We look at how the market has fared for buyers and renters, through two personal accounts.

It took nine months but we moved into our dream home

 (Courtney Alexander-Grant, 24, Personal Assistant)
(Courtney Alexander-Grant, 24, Personal Assistant)

Due to an unexpected probate issue and the impact of Covid-19 slowing down the purchasing process, first-time buyers Courtney Alexander-Grant and Lanre Azeez ended up moving into their new home in Bexley in August 2020, 10 months after their offer of £280,000 was accepted, a process they have since recounted on their social media.

“Everything was great until December (2019). Every day we were given updates and it just stopped - bluntly stopped,” Alexander-Grant tells us.

“We thought let’s just chill - we don’t really mind not moving in now. We’re both in our parents’ houses and we’re not being forced out. I think it was in January that we thought what is happening? Something’s wrong.”

The couple chased their solicitors who told them the problem lay with the seller’s solicitors. When the pandemic struck, they thought the sale would fall through.

“Our mortgage was expiring in March. Because of Covid-19 the lenders were a bit more lenient and extended the offer for three more months.Meanwhile, we found out that what was holding up the process was a probate - our seller didn’t have a probate in place. When our seller asked their solicitor how long it was going to take, they said 6 to 8 weeks.

“We nearly cried because 6 to 8 weeks would have taken us past the deadline on our mortgage offer - we would have lost the house.

“Apparently, the seller put in a complaint about their lawyers, so their lawyers started getting the ball moving.”

“The seller’s solicitor went missing during COVID, I think because some of them must have been on furlough - they didn’t have anyone on the phone lines. Our solicitors were working but the other side’s weren’t - that really impacted us," says Azeez.

“I think it was May - we had about two and a half or three weeks left of the extended mortgage offer and then things just happened in about a week,” says Azeez.
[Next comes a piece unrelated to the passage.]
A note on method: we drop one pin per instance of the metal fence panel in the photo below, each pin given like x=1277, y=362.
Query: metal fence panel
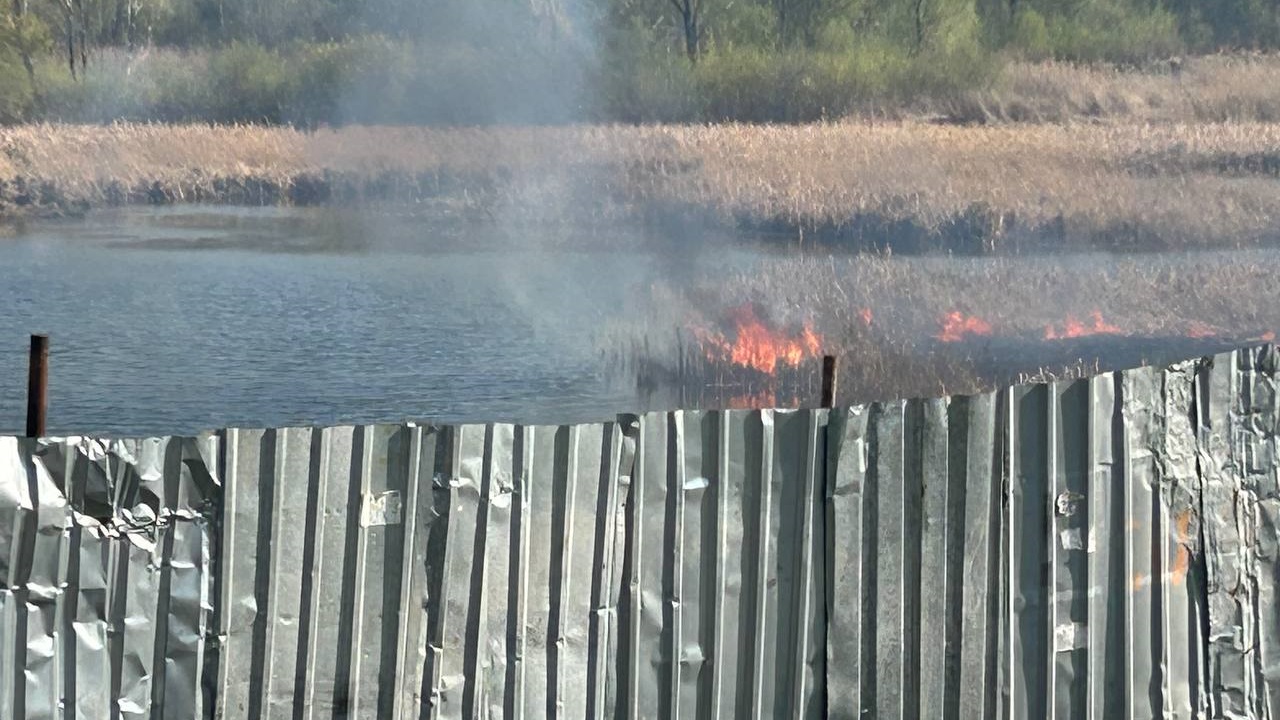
x=1083, y=548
Although the couple were only allowed to move into their new home in August, after exchanging keys months before, they were able to take advantage of the stamp duty holiday that had been introduced in July 2020 and pay nothing in stamp duty.

We were evicted as rents started to fall

 (Sandra Gwiazda, 23, student and e-commerce business owner and Stephen Hoang, 29, account director, digital marketing company)
(Sandra Gwiazda, 23, student and e-commerce business owner and Stephen Hoang, 29, account director, digital marketing company)

Sandra Gwiazda, 23, student and e-commerce business owner and Stephen Hoang, 29, account director, digital marketing company

When Gwiazda and Hoang were served an eviction notice they found the rent on the property they had had their eye on had been lowered.

“I’m currently living in Canary Wharf and I moved here in May this year – not long after the pandemic had started,” says Gwiazda.

The couple were planning on moving before the global health crisis, but when it struck, put their plans on hold. It was at this time that Gwiazda says their landlord could no longer afford the flat he was renting to them.

“He wasn’t getting enough tenants for a few different properties,”she says.

“He had to give up a few properties he was renting to people because he couldn’t afford them - that’s what I understood - the tenants from his flats were moving back to their own countries.

“One tenant already had the coronavirus so he didn’t want to risk moving anybody else into this flat. It’s good to hear landlords are thinking about tenants and are not just worried about getting money from people.

"I think he gave us an eviction notice of around a month. To be honest it was enough time for us to search for something so it wasn’t a big problem. I think he was considerate of this fact.

“So we started looking again and it turned out that the prices were actually better – it wasn’t as bad as we thought it was going to be, especially during the pandemic.

“We were looking for something around the same budget we were paying before. All of the flats in this area had a similar price.”

The couple are currently paying around £2,000 a month including bills for their one-bedroom apartment in Canary Wharf.

“I think the price was £100 cheaper per month than it was before,” says Gwiazda.